A simple ingrown hair is inflamed but not necessarily infected. The redness and swelling come from your immune system reacting to the trapped hair, not from bacteria. However, bacteria (commonly staph) can enter through the broken skin and cause a true infection called folliculitis.

Signs that an ingrown hair has become infected include increasing pain, a growing pocket of pus, warmth radiating from the bump, and whitish or bloody fluid leaking from the site. If the infection deepens, it can form a boil, which is a firm, painful lump with a pus-filled center. Multiple connected boils form a carbuncle, which can cause fever and fatigue.

Infected ingrown hairs that go untreated can lead to scarring. In some cases, chronic ingrown hairs produce permanent grooved scarring patterns. For people predisposed to abnormal scar tissue, repeated inflammation in the same area can trigger keloid formation, where thick, raised scars grow beyond the boundaries of the original wound. This is a recognized complication of chronic pseudofolliculitis barbae, particularly in Black men.

Prevention Strategies That Work

The most effective prevention method is also the simplest: stop removing hair entirely. When that’s not realistic, changing how you remove hair makes a significant difference.

If you shave, always shave in the direction of hair growth, not against it. Use a single-blade razor rather than multi-blade cartridges, which cut hair below the skin surface and increase the risk of the stub growing inward. Wet the skin with warm water first and use a lubricating shaving cream or gel. Rinse the blade after every stroke. Avoid pulling the skin taut while shaving, and don’t go over the same area multiple times.

Between shaves, gentle exfoliation helps prevent dead skin from sealing over the follicle opening. A soft washcloth or mild exfoliating scrub used a few times a week can keep the path clear for new hair growth. Wearing loose-fitting clothing over freshly shaved areas reduces friction that pushes hairs sideways.

For people who get frequent or severe ingrown hairs, laser hair removal offers a more lasting solution. The treatment damages the follicle to reduce hair growth over time. One clinical trial found that laser treatment combined with a prescription cream that slows hair growth achieved a median hair reduction of 99.5% over 16 weeks, compared to 85% with laser alone. Fewer hairs growing means fewer opportunities for ingrowth.

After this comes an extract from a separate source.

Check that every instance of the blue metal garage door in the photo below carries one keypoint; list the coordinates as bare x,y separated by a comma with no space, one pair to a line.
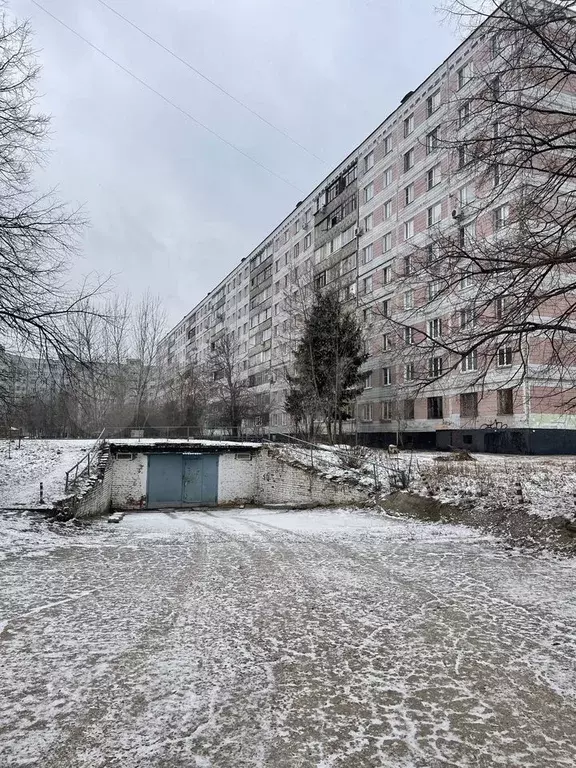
176,480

Treating Existing Ingrown Hairs

Most ingrown hairs resolve without treatment once you stop shaving the affected area and give the hair time to grow out naturally. Warm compresses applied for 10 to 15 minutes can soften the skin and help a trapped hair work its way to the surface. Resist the urge to dig at the bump with tweezers or a needle, which can introduce bacteria and worsen inflammation.

Over-the-counter products containing salicylic acid or glycolic acid can help by dissolving the layer of dead skin cells trapping the hair. These are available as creams, pads, or serums marketed for razor bumps or ingrown hair treatment.

For chronic cases, prescription options include topical retinoids, which speed up skin cell turnover to keep follicle openings clear, and topical antibiotics if bacterial infection is present. Prescription creams that slow hair regrowth can also help by thinning out the hair itself, making it less likely to pierce back through the skin. Steroid creams may be used short-term to reduce severe inflammation.

If a bump keeps growing, becomes increasingly painful, develops a fever, or starts leaking fluid, that signals a deeper infection that may need professional treatment. Persistent bumps that don’t respond to home care within a few weeks are also worth getting evaluated, especially to rule out other skin conditions that can look similar.